Like many observers, he agrees that the primary market has grown lopsided towards Chinese issuance. In 2019, G3 new-issue activity from Chinese issuers account for 52.4% of the total market, raising over US$183 billion, according to Refinitiv, a data service provider.
But How cautions against getting overly excited. “There are always new Chinese shops, both buy- and sell-side, emerging every now and then,” he points out. “Chinese investors chasing after Chinese deals (not withstanding unrated local government financing vehicles) has become a trend and it is boomtown Charlie for debt syndicate managers who in turn chase after exclusive orders from newfound secret clientele. The risk is of course, when the orders are consolidated, uncovering those afterall-not-so-exclusive investors giving multiple shapes to different dealers, you get a fluffed book and the trade tanked in the secondary market.”

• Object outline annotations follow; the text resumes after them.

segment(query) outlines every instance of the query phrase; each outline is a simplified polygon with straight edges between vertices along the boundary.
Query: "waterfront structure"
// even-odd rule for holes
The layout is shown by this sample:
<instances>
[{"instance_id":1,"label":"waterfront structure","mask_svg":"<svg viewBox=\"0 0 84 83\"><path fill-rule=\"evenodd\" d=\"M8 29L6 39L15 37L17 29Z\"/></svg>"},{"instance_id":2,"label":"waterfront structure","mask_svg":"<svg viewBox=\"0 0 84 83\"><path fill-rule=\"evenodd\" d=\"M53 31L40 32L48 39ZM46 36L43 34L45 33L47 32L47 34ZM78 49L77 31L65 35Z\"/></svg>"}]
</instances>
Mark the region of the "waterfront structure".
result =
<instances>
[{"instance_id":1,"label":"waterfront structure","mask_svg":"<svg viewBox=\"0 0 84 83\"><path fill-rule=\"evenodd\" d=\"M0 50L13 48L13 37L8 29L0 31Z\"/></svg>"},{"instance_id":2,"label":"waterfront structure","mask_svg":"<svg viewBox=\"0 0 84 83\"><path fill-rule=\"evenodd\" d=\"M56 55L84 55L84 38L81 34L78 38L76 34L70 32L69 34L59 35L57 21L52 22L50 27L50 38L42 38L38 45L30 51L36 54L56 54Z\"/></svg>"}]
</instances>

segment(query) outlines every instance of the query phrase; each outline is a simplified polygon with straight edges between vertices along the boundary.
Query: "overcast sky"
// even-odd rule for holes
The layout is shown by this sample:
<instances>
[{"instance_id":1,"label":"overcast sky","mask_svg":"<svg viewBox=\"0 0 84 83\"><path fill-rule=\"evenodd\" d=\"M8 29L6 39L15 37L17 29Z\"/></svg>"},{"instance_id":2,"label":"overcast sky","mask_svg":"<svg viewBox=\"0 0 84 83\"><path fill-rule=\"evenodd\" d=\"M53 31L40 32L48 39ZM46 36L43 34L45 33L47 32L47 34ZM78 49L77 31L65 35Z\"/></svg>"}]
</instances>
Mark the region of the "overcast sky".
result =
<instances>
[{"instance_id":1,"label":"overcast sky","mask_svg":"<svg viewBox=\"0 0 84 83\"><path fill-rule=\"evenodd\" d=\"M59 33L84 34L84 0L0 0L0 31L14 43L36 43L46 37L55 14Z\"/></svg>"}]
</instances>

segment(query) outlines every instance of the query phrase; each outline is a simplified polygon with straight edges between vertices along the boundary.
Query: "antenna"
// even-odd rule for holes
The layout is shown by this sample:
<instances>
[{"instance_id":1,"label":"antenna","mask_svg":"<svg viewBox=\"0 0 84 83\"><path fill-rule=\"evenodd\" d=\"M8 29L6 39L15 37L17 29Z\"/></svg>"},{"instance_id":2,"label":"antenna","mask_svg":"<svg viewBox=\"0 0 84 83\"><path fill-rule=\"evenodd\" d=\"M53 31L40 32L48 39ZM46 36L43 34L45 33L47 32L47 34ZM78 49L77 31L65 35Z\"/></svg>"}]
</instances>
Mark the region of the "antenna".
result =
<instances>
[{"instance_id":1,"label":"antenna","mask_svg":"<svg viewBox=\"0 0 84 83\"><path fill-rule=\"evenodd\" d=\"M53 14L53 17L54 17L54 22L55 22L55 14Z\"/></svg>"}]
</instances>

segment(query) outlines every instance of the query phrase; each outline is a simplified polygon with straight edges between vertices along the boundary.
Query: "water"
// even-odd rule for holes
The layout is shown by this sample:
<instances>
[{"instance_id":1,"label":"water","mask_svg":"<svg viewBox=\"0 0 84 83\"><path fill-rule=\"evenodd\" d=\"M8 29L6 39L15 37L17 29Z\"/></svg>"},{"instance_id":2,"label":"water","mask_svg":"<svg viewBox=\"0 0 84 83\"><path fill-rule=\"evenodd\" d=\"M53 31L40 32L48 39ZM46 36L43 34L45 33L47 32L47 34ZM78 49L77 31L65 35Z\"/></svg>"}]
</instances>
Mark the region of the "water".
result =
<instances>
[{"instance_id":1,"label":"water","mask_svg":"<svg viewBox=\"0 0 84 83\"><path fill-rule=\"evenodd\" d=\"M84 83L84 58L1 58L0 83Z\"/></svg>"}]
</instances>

Similarly, he takes a more sanguine view on another recent phenomenon of ESG deals in Asia’s G3 market. “While a few global-scale investors may have vowed to make ESG bonds as predomination allocation to their portfolio in the near future, they will likely fail in Asia as issuers here being emerging economies still lag behind in particular, the environment criteria,” he points out.
Even as he remains constructive on high-yield Chinese property names, How is aware that the bull run in financial markets cannot go on indefinitely. “An inverted treasury yield curve has been a reliable leading indicator of recession in the US,” he points to the often-cited worry indicator among investors. “During the past six decades, eight out of nine times recessions occurred a few quarters after yield curve inversion.”
Citing data from Bloomberg, he shares that according to the Federal Reserve Bank of New York’s recession index (a prediction based on treasury spread), the probability of an US recession in the next 12 months has receded from a 38% high in August last year to currently 24%. For perspective, the index hovered below 10% normally but was at 25%, 21% and 39% at the start of 1990, 2001 and 2008 recessions. “While I don’t have the crystal ball to say whether 2020 would be the fateful year, I do reckon the question is more a matter of when than an if. Prospect of the coronavirus turning into a global pandemic certainly has increased such likelihood.”